The Abacot Ranger is a breed of domestic duck, initially known as the Hooded Ranger and as Streicherente ('Ranger Duck', in Germany). A utility breed, originally developed for eggs and meat, it is popular for exhibition and egg production today.

==Origin==
The Abacot Ranger was developed between 1917 and 1922 by Mr. Oscar Gray of Abacot Duck Ranch, Friday Wood, Colchester in the United Kingdom, the name of the 'Ranch' being derived from Gray's home at Abbott's Cottages. Some white 'sports' occurred among his flock of Khaki Campbell's, and these Mr. Gray mated to white Indian Runner drakes and the progeny were named Hooded Rangers and entered at the Wye College egg-laying trials 1922–23, where they gave a good account of themselves with the highest score in their section.
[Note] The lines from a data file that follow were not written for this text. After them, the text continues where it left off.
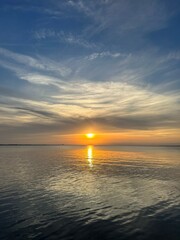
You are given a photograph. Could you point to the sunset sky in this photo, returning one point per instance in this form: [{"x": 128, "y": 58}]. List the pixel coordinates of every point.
[{"x": 111, "y": 67}]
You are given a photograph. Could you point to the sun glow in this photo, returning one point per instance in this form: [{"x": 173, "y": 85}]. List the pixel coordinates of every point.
[{"x": 90, "y": 135}]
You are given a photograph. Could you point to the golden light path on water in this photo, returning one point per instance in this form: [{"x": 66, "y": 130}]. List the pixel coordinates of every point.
[{"x": 90, "y": 155}]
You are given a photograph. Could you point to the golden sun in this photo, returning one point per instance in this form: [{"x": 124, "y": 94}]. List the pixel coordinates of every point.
[{"x": 90, "y": 135}]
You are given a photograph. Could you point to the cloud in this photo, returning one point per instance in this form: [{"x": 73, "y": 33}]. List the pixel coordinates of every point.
[
  {"x": 64, "y": 37},
  {"x": 114, "y": 96}
]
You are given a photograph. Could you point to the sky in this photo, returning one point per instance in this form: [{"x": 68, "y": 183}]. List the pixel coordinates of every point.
[{"x": 69, "y": 67}]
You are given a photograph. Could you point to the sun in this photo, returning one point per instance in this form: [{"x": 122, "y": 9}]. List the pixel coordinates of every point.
[{"x": 90, "y": 135}]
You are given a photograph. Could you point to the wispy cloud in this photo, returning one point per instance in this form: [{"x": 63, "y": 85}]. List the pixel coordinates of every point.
[{"x": 64, "y": 37}]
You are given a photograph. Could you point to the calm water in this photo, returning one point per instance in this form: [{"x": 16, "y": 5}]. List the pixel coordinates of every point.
[{"x": 89, "y": 193}]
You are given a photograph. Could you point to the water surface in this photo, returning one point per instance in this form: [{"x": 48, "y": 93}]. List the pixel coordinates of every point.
[{"x": 66, "y": 192}]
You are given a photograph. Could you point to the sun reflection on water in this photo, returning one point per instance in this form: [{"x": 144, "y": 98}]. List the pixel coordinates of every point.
[{"x": 90, "y": 156}]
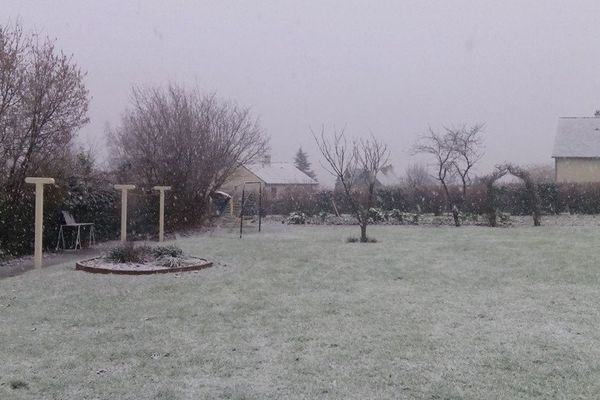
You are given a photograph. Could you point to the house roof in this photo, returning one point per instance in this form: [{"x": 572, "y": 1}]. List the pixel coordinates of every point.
[
  {"x": 280, "y": 174},
  {"x": 577, "y": 137}
]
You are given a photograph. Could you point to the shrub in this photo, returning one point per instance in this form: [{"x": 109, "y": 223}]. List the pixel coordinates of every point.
[
  {"x": 126, "y": 253},
  {"x": 129, "y": 253},
  {"x": 297, "y": 218},
  {"x": 376, "y": 215},
  {"x": 353, "y": 239},
  {"x": 166, "y": 251}
]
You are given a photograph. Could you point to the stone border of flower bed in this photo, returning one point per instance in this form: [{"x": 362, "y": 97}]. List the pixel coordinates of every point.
[{"x": 80, "y": 266}]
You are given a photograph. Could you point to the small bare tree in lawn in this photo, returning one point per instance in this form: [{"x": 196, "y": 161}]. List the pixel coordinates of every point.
[
  {"x": 456, "y": 151},
  {"x": 441, "y": 147},
  {"x": 468, "y": 151},
  {"x": 356, "y": 165},
  {"x": 417, "y": 175}
]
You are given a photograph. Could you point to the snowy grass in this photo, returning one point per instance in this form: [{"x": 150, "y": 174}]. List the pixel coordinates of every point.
[{"x": 296, "y": 312}]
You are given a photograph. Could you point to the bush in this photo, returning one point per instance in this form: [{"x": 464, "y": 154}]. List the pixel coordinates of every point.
[
  {"x": 129, "y": 253},
  {"x": 357, "y": 240},
  {"x": 297, "y": 218},
  {"x": 166, "y": 251},
  {"x": 376, "y": 215}
]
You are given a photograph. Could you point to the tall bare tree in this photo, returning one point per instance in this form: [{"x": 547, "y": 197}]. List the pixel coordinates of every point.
[
  {"x": 43, "y": 102},
  {"x": 185, "y": 139},
  {"x": 356, "y": 165},
  {"x": 455, "y": 151}
]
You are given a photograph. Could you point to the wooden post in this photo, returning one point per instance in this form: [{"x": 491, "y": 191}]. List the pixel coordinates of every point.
[
  {"x": 39, "y": 216},
  {"x": 124, "y": 189},
  {"x": 161, "y": 212},
  {"x": 259, "y": 205}
]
The name was changed to Abacot Ranger for the egg-laying trials at Bentley, and remained as such. It was initially a popular breed for egg and meat production, but soon became extinct in the United Kingdom. and the breed was then returned to the United Kingdom in the 1970s from Germany. The Abacot Ranger was accepted into the British Waterfowl Standard in 1983.

==Weight==
The standard weight is 3 kg for a drake (or male) and 2.5 kg for a duck (or female).